HOW MUCH MONEY SHOULD YOU PASS ON TO YOUR KIDS?
Warren Buffett, one of the world's richest men, is famous for his quote in Fortune magazine in 1986 saying that he was leaving the bulk of his fortune to charity because one should leave "enough money to your kids so they can do anything, but not enough so they can do nothing."
While few have fortunes resembling Buffett's, there are many families who wonder how much of their estate they should leave their children, and in what form. Many of these families are overnight millionaires-45 percent of today's millionaires are younger than 55. They worry about whether giving their kids a large amount of their wealth will undermine their work ethic. More and more wealthy are following Buffett's advice: they're giving more to charity and less to their heirs.
Many Certified Financial Planner practitioners have clients wrestling with these issues. Here's some of their advice for helping determine who, how and when to give away your estate.
Start young. Whether you already have a fortune or hope to have a fortune, or just want to help your kids, start teaching them about money when they are younger, the value of money and how to manage money. Beyond the direct teaching, many financial planners point out that the best way you can teach your children about money is to set a good example yourself in the way you manage money, give to charity, avoid excessive spending and so on. Teaching your children how to manage their money well may be the best gift you can give, say planners.

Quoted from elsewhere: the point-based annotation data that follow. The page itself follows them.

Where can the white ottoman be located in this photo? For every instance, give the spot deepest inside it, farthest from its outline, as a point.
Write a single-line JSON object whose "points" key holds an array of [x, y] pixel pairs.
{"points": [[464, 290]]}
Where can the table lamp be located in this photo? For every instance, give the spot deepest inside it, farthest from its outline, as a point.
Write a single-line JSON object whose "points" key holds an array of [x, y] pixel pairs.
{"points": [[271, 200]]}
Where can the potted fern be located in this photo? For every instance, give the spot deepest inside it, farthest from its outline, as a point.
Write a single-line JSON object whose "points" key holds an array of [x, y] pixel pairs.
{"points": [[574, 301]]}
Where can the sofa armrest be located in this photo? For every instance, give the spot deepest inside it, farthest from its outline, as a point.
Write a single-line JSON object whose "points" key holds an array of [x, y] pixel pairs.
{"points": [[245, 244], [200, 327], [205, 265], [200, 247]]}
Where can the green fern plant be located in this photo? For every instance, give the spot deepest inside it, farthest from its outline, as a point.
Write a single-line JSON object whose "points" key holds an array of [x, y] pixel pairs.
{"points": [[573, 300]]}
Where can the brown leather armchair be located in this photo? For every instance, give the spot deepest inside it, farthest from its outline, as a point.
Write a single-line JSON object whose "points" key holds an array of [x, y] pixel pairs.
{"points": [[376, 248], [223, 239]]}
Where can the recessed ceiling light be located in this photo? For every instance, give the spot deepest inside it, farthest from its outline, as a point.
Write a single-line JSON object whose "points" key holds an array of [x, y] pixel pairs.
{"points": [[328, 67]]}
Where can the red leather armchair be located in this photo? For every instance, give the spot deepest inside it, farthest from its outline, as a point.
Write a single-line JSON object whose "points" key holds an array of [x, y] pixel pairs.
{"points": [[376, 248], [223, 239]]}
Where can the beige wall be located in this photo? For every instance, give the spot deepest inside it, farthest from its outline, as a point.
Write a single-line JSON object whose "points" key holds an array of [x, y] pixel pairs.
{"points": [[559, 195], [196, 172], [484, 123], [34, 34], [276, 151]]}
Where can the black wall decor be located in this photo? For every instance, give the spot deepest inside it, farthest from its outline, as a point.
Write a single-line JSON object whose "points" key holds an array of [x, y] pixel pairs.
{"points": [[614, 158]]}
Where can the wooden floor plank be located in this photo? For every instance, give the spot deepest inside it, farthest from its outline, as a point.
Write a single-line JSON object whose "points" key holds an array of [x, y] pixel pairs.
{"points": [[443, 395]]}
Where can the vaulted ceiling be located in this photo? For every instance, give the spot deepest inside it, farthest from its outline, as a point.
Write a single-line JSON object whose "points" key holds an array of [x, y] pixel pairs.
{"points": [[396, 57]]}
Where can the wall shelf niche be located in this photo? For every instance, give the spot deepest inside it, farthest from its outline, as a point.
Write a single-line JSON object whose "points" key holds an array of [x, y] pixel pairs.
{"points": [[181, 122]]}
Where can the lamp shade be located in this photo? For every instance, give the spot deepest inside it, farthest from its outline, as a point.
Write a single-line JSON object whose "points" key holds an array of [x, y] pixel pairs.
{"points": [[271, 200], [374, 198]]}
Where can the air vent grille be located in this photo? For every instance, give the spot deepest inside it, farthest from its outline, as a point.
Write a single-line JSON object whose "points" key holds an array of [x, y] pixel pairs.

Give during lifetime. Passing money on to your children when they are young and middle-age adults offers several benefits. As long as estate taxes continue, there are tax benefits to lifetime gifting. With more and more people living well into their 80s and even 90s, waiting until death to pass on your wealth probably means your children are themselves retired or nearly retired, and the need for the gift may be greatly diminished. But more important here, say financial planners, lifetime gifting gives you an opportunity to see how your children handle wealth. If they handle it well, you may feel more comfortable in passing on more, whether during lifetime or at death.
Communicate your intentions. Planners can't stress this enough. Let your children know your plans while you are alive. This is particularly important if you plan to give much of your wealth to charity or you want to give more to one child than another. Perhaps one child has lifetime medical needs while the other is already well-off financially, or you want to pass the family business on to a particular child. By explaining your intentions and reasoning, you can diminish or eliminate misunderstandings or hard feelings that may cause squabbles among your heirs or angry memories about you.
Work with professionals. When communicating with your family, you may want to bring in your financial advisors to help explain the financial issues. You may want to have the family work with a therapist to air out the emotions that so often cloud money issues. The wealthy sometimes delay taking important estate planning steps because they fear dredging up these issues. And look at matters from the viewpoint of your children, as well. As surprising as it may seem, some young adults are uncomfortable inheriting wealth they themselves haven't earned.
Use estate planning tools. Consider using trusts to help manage your wealth for the benefit of your heirs. There are many kinds, including incentive trusts which require an heir to accomplish specific tasks on their own (say earn a certain amount of money, complete college or even pass drug tests) before receiving assets from the trusts. What financial planners caution against is trying to overcontrol the child using trusts. It's one thing to use a trust help a young adult who's not ready to manage money, and another to control the money until the child is in their sixties.
Don't fail to plan. Above, all create an estate plan. Otherwise, your estate will be distributed according to state law after your death, and it may not go where or how you want it to.